Today I am dressed so that I resemble a strawberry-by that I mean that I am wearing a red polka dot vest and my hair is up in a high bun with hair sprouting out…I am also eating a strawberry split ice lolly-all because I am hoping to go to a PYO strawberry farm later today. I am attempting to win around my husband, who thinks its over priced and too hot to go in the car. He has some good points but I have a campaign strategy that includes an outfit…it will be a hard battle, but I believe I will be victorious.
But I wanted to share with you a little precious moment that happened the other day. I was at a women’s conference-which traditionally I struggle with, but credit where credit is due I do find our churches ones to be insightful and encouraging. This one I cannot claim to have got much inspiration from, mainly because I spent the few hours I was there chasing around my daughter and trying to keep her busy with endless snacks and the odd toy I had brought with me. It was a poor combination and it didn’t work out too successful.
As I wandered around following her in and out of the doors, I was struck by how distant I felt from the whole experience. I was reminded of that scene in the Letdown where the main character is travelling on the bus after taking her newborn to a club because she didn’t want to miss out, and then see’s a group of girls drinking wine from a box on the back of the bus and then starts crying for the life she no longer has. (Disclaimer that was a crappy description the programme is brilliant and worth a watch, its on Netflix).
Now I am not trying to say a women’s conference is my version of a night out-its not, I do love a good dance and a drink with friends-but I also love learning (slight geek but still feel rebellious because my stationery has rude words on it!)
I love to sink my teeth into something and really wrestle with it…and right now that part of my life seems near on impossible.

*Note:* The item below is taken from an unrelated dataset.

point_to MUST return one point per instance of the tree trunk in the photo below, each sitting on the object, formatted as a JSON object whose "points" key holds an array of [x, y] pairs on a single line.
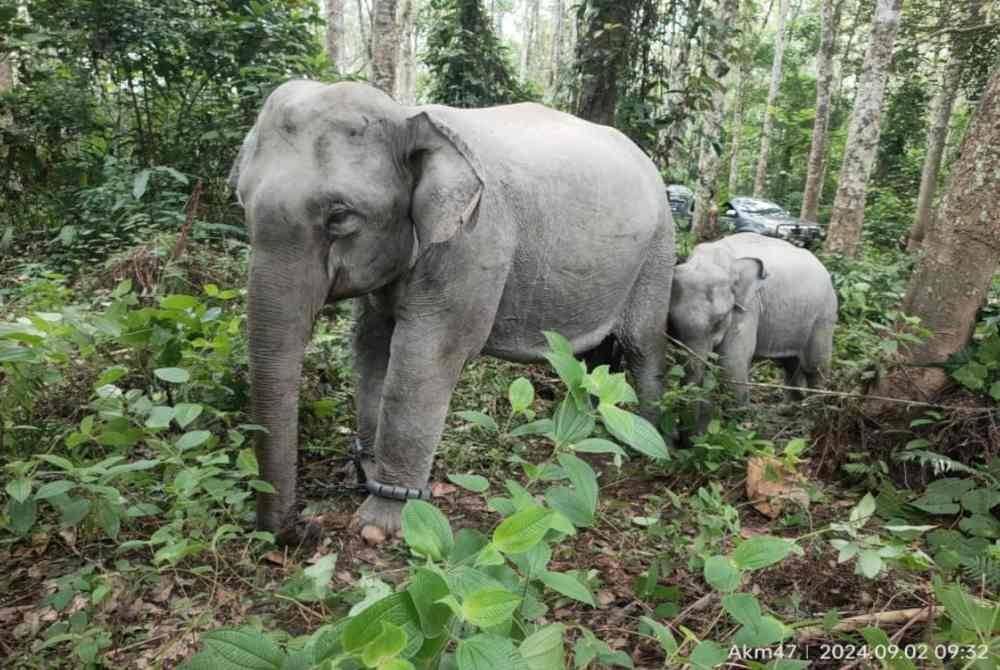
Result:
{"points": [[601, 58], [863, 132], [760, 176], [406, 83], [335, 32], [709, 157], [385, 46], [937, 134], [555, 60], [830, 19], [680, 75], [953, 277], [737, 134], [530, 28]]}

Even when I don’t have my daughter with me, I still feel tired or wondering if she is ok and has everything she needs. I find myself getting distracted because I am thinking about flippin shopping lists (we always need something), or how nice/clean the person next to me looks/smells and whether they have loads of money or they just spend time looking after themselves?
Anyway there I was feeling glum (honestly glum is such a brilliant word isn’t it?) and my daughter put her hand in mine and left a little stone-a bit like a rich person subtly giving their waiter/waitress a tip. I looked at the smooth stone she had left me with and truth be told I nearly cried. (I didn’t because I have started to get a handle on this crazy emotions just a mere 15 months after having her.)

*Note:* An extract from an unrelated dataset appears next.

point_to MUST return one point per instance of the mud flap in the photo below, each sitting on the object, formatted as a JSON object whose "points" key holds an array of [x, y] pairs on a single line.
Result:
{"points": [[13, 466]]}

I was so grateful for the little reminder that she roots me and grounds me in my current season of life. She is not my best friend, because 1) I am her mum and that is more than enough, (2) I am hoping she will have her own best friends in time, and (3) also I would be gutted if my best friend was a 15 month old who can’t really talk, likes to eat soil as much as cake and can’t watch Love Island. Finally (4) she has a long way to go to live up to my actual friends, see previous post on their brilliance.
But she is my daughter, she is who I am investing in and she is enough.
Obviously I hope the gifts from her will improve-the rock is lovely (And like the sentimental schmuck that I am I will keep it) but hopefully she will learn the joy of giving flowers, books, cake (ideally not made out of mud) and other desirable things.)
It is ok to be grounded by life, and it is ok to find the adjustment hard but there is good in this season too-there can be foundations laid here and strength to be found.